Qu'est-ce que Paul peut dire de plus? Il n'y a aucune preuve que cela arrivera; il n'y a que la promesse de Dieu, mais il est plus fidèle que l'est la preuve. Alors, Paul se lance dans une section de louange. C'est un appel à l'humilité théologique et intellectuelle, et c'est aussi un rappel que la théologie, si elle est faite correctement, devrait toujours conduire à la louange et à l'adoration. Si nous avons un aperçu de ce que Dieu a fait ou est en train de faire, nous réagirons avec émerveillement et reconnaissance.

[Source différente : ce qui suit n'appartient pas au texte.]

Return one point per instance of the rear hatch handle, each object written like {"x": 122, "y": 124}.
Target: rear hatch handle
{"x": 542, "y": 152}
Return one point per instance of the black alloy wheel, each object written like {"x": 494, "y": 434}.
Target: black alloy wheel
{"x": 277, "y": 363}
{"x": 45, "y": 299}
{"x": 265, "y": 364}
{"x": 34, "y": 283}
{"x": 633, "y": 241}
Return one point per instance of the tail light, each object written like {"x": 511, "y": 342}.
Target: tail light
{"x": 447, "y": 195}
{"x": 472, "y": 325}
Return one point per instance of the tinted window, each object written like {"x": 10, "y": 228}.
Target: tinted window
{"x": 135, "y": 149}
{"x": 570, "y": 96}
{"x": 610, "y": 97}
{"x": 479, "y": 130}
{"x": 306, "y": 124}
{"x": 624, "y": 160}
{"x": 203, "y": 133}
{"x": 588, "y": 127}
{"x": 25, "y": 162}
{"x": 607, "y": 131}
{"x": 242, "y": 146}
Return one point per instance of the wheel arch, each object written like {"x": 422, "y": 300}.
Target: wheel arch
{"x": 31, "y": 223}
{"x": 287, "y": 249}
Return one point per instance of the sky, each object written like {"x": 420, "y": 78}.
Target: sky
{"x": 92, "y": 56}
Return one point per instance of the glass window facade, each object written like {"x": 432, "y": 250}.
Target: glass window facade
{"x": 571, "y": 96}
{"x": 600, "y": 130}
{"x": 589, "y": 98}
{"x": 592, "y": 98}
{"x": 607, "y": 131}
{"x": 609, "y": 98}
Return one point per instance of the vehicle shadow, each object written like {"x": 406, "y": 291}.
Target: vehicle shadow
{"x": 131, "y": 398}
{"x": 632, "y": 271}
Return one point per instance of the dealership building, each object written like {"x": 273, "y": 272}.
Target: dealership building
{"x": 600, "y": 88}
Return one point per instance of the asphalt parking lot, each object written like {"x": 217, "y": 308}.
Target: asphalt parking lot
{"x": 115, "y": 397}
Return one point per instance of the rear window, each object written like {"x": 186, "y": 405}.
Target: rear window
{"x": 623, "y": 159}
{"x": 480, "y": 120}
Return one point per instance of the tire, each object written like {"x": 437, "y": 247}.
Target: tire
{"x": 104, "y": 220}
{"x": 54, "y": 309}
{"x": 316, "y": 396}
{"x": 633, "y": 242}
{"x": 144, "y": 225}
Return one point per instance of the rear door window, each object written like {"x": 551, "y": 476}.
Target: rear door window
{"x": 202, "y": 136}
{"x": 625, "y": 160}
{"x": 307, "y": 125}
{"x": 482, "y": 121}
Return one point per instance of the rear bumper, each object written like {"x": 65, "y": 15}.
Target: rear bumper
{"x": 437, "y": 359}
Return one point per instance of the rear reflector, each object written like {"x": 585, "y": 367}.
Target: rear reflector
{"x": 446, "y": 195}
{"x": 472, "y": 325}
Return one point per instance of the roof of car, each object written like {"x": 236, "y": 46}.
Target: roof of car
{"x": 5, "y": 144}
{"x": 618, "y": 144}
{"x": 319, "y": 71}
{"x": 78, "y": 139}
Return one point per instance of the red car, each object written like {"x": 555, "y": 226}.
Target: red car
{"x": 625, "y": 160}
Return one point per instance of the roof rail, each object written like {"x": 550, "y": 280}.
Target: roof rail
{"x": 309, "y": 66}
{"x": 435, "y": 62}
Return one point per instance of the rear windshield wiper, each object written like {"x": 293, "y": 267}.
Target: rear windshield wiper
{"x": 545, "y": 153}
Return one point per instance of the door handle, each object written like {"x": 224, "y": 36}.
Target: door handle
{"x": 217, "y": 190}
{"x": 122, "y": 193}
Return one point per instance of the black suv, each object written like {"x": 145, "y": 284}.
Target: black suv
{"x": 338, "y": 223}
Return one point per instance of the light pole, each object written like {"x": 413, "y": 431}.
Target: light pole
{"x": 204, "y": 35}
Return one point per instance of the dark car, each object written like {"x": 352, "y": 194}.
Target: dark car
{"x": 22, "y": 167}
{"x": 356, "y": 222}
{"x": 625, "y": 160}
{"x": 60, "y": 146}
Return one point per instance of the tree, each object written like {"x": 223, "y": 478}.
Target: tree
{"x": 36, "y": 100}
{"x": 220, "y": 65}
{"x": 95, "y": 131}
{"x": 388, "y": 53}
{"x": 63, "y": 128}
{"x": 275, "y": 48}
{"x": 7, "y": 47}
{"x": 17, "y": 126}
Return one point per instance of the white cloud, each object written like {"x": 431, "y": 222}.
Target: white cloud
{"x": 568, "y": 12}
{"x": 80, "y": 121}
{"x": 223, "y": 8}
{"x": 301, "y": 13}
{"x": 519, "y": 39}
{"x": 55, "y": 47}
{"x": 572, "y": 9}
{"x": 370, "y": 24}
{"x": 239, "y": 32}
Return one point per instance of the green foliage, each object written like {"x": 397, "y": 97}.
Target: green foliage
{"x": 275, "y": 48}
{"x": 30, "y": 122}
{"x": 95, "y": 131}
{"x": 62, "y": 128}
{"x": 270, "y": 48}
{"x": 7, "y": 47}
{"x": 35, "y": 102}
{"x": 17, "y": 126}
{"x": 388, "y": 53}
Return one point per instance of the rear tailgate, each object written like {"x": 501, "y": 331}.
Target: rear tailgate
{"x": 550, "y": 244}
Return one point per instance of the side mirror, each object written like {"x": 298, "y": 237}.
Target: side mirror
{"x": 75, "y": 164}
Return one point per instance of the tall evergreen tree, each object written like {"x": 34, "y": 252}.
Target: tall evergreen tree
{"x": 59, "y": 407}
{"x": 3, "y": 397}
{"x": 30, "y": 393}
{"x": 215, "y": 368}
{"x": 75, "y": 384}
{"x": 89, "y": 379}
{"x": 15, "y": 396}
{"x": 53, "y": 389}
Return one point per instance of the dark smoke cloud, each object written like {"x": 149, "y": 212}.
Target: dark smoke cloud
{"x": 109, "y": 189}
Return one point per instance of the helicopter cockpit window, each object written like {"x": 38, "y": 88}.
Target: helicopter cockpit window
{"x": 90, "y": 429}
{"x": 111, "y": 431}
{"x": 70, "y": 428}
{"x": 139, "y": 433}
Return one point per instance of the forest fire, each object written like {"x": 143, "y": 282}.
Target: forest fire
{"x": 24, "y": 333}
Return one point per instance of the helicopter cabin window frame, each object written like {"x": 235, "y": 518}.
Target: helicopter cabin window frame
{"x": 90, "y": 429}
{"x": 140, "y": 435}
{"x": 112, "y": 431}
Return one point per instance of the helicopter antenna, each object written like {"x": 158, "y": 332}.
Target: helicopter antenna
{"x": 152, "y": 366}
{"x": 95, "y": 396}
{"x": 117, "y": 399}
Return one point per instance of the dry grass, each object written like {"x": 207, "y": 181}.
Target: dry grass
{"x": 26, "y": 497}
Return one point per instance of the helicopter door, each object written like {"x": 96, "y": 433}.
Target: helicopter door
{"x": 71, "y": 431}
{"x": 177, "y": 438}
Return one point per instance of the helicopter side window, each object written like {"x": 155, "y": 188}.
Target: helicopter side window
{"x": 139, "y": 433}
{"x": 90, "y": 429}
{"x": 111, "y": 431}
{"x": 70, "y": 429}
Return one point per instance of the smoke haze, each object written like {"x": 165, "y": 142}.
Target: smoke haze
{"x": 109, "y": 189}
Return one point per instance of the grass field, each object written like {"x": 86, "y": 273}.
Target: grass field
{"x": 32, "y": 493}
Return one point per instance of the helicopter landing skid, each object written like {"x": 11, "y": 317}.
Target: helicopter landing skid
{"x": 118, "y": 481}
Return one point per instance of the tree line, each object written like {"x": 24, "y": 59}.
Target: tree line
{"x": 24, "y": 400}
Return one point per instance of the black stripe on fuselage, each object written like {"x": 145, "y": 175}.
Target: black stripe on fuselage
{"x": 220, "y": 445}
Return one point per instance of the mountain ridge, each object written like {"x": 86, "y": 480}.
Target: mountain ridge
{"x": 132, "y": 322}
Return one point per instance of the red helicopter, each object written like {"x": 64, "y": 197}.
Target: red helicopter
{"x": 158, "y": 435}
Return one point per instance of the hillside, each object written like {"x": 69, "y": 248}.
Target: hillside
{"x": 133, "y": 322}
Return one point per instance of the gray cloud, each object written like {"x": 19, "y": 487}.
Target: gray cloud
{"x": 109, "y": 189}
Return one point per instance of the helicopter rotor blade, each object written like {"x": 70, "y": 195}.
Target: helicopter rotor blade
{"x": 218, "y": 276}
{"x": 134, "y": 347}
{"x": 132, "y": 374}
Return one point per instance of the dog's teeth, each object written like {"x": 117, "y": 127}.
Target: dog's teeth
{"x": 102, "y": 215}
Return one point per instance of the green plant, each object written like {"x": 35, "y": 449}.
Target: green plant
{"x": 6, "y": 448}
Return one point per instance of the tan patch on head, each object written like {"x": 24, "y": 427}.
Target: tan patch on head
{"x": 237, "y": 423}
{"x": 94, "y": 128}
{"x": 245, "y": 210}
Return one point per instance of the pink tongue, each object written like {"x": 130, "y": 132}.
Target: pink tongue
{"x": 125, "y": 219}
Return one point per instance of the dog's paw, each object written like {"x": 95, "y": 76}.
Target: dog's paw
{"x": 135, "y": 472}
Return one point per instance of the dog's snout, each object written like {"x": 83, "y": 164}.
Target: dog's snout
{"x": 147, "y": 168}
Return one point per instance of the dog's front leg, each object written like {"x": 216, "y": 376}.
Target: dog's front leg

Paul a commencé ce chapitre en parlant de l'échec humain, mais il le termine en louant le Dieu sur qui nous pouvons compter pour réussir:

« Combien profondes sont les richesses de Dieu, sa sagesse et sa science! Nul ne peut sonder ses jugements. Nul ne peut découvrir ses plans. Car, qui a connu la pensée du Seigneur? Qui a été son conseiller? (Ésaïe 40.13) Qui lui a fait des dons pour devoir être payé de retour? (Job 41.11) En effet, tout vient de lui, tout subsiste par lui et pour lui. À lui soit la gloire à jamais! Amen » (v. 33-36).

Que Dieu soit loué, lui qui dans sa grâce sauve les Juifs et les Gentils! Il est fidèle à son peuple et son plan subsistera.

Questions pour une application personnelle

Y a-t-il des gens aujourd'hui qui déclarent faire partie du peuple de Dieu, mais qui semblent ne pas en tenir compte? Paul garderait-il espoir pour eux?

Les gens choisissent-ils de rejeter l'Évangile (10.21) ou si c'est Dieu qui les a rendus aveugles (11.8)?

La jalousie peut-elle vraiment motiver les gens à se tourner vers Christ (v. 13)?

Me suis-je déjà senti supérieur aux non-croyants (v. 18)?

Paul veut-il que je sois confiant (8.38, 39) ou que je tremble (11.20)?

Quand je songe à ce que Dieu a fait dans ma vie, est-ce que je réagis avec des louanges (v. 33-36)? Que dirait mon poème?